The Alabama-Mississippi All-Star Classic was once one of the most unpredictable and entertaining games among all high school postseason games. Counting the 2005 game, all but seven of the first 18 contests featured a margin of victory that was less than a touchdown.
Times have changed. As the Mississippi all-stars huddled at the end of practice on Thursday, the comments centered on Alabama’s five-game winning streak in the series.
“We know we’re up against a great challenge, but I really like our attitude,” said South Panola High coach Lance Pogue, coach of the Mississippi all stars. “I think we’ve got a lot of outstanding players and our attitude and work ethic has been good.”

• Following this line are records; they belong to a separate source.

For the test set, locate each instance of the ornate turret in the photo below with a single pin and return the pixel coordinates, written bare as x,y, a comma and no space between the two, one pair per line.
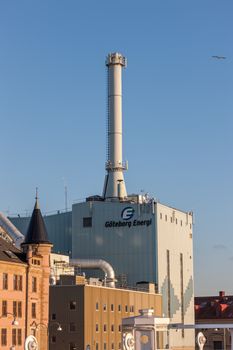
37,232
37,249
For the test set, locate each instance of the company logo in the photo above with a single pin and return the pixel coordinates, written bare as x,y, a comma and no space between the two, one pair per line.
127,213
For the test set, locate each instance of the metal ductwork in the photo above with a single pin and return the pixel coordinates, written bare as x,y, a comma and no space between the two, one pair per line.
11,230
97,264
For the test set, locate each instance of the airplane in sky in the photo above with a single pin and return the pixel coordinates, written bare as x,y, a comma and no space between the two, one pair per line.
219,57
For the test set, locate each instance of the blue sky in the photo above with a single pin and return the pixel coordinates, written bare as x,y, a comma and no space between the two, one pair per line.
177,107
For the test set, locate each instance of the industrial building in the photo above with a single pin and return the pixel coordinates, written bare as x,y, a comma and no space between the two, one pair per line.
142,239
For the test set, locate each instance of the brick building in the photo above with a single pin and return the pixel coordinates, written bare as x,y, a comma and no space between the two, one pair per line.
24,287
215,310
91,315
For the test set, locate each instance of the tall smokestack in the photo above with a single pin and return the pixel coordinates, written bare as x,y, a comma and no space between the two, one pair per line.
114,186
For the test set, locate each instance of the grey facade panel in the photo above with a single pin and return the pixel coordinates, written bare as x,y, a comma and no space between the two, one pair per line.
127,244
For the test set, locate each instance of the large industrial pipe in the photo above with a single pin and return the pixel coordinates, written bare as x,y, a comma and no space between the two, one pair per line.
114,165
97,264
11,230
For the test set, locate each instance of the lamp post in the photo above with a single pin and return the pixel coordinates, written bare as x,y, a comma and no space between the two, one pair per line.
15,322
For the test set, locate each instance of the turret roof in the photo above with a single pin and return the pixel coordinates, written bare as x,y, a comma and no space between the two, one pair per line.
37,232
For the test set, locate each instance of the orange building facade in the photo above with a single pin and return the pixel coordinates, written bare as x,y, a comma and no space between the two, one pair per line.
24,288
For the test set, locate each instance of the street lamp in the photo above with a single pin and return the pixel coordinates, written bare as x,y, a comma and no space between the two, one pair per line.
36,326
15,322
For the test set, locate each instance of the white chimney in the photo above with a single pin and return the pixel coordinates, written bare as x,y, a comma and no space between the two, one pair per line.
114,186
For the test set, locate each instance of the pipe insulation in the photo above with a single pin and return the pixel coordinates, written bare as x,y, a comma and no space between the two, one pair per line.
11,230
97,264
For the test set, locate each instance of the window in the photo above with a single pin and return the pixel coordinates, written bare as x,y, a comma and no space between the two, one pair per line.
4,337
72,327
17,308
34,284
131,309
19,336
53,339
18,282
4,308
5,281
72,305
73,346
14,337
33,310
14,309
87,222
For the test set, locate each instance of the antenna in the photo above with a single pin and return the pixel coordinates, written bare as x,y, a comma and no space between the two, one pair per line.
65,194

What changed? How did one of the most competitive all-star games in the nation turn into one of the most predictable? Mississippi High School Activities Association director of development Todd Kelly has seen all but one of the last 22 contests and while the former journalist didn’t want to publicly comment on the issue, he noted the obvious contrast in large high school programs and population in the two states.
Alabama’s estimated 2013 population is 4,822,023, feeding 128 Class 5A and Class 6A football programs in the state. Mississippi has an estimated population of 2,984,926 to contribute to 64 Class 5A and 6A schools.
“We obviously want to try and get the best players, but you want it to be fair, you want the small-school players to have a shot,” Pogue said. “Obviously, the population over here (is a difference) — a lot of big schools, a lot more population. No excuse, we try to get the best 40, and I’m sure they try to get the best 40. It just seems like the last several years, maybe their 40 has been better than our 40.”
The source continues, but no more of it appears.